1. Flare Gas Loss in a refinery was close to 8000 tonnes per annum which was an eye sore for all stakeholders of the refinery including people traveling across. The first task of the refinery team was to list all the source points of gas make and consumption centres. It was found that the LP burners placed in crude distillation charge heaters which were designed to consume off gas from vacuum column were not in use and all the gas from vacuum distillation overhead ‘hot well’ receiver was getting released to flare totally. Operations reported inability to use the LP burners our to repeated ‘flash blow back’ from pulsating flow of off gas from vacuum column overhead system. Further, the off gas from vacuum column is predominantly nitrogen with lean / light hydrocarbons and hydrogen sulphide implying lower calorific value to sustain flame front when used in LP burners. The problem was overcome by providing suitable changes to process control downstream of hot well receiver and ensuring a steady availability of fuel gas to LP burners. This simple scheme saved the gas going to flare and flare stack eye sore got corrected.

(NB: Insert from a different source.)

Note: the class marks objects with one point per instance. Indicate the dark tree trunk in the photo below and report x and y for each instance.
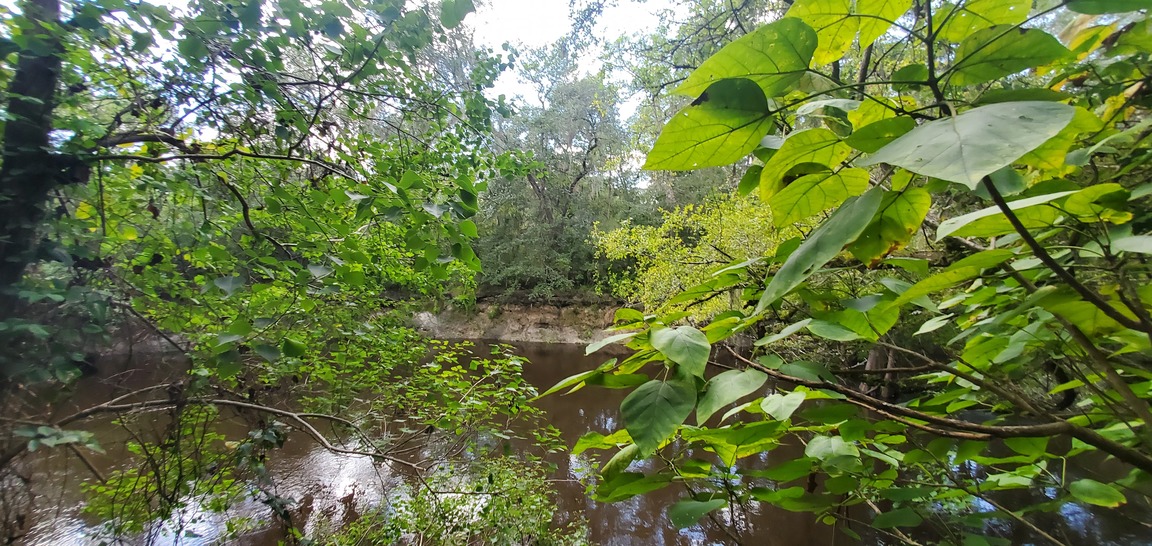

2. LP Steam Imbalance has been a perennial issue in most refineries as there are fewer opportunities to harness the low level heat which is available plenty. This results in either venting of excess low pressure steam which otherwise header pressure beyond acceptable limit or route the surplus LP steam into a ‘dump condenser’. In one of the refineries, at one time, there was nearly 20 tonnes per hour of LP steam was getting vented. There was a suggestion to add dump condenser so as to recover at lease steam condensate. However, after a systematic study on LP steam generation and consumption points as well as the other low pressure locations in which Medium Pressure Steam (MP Steam) is wrongly used right from design stage, the venting of LP steam could be cut down. Further, change of back pressure type turbine to motor drive, tightening leak across PRDs (Pressure reducing stations letting MP steam into LP steam header) and use of LP steam to preheat theater charge were implemented by which the LP steam imbalance was totally eliminated resulting in zero venting.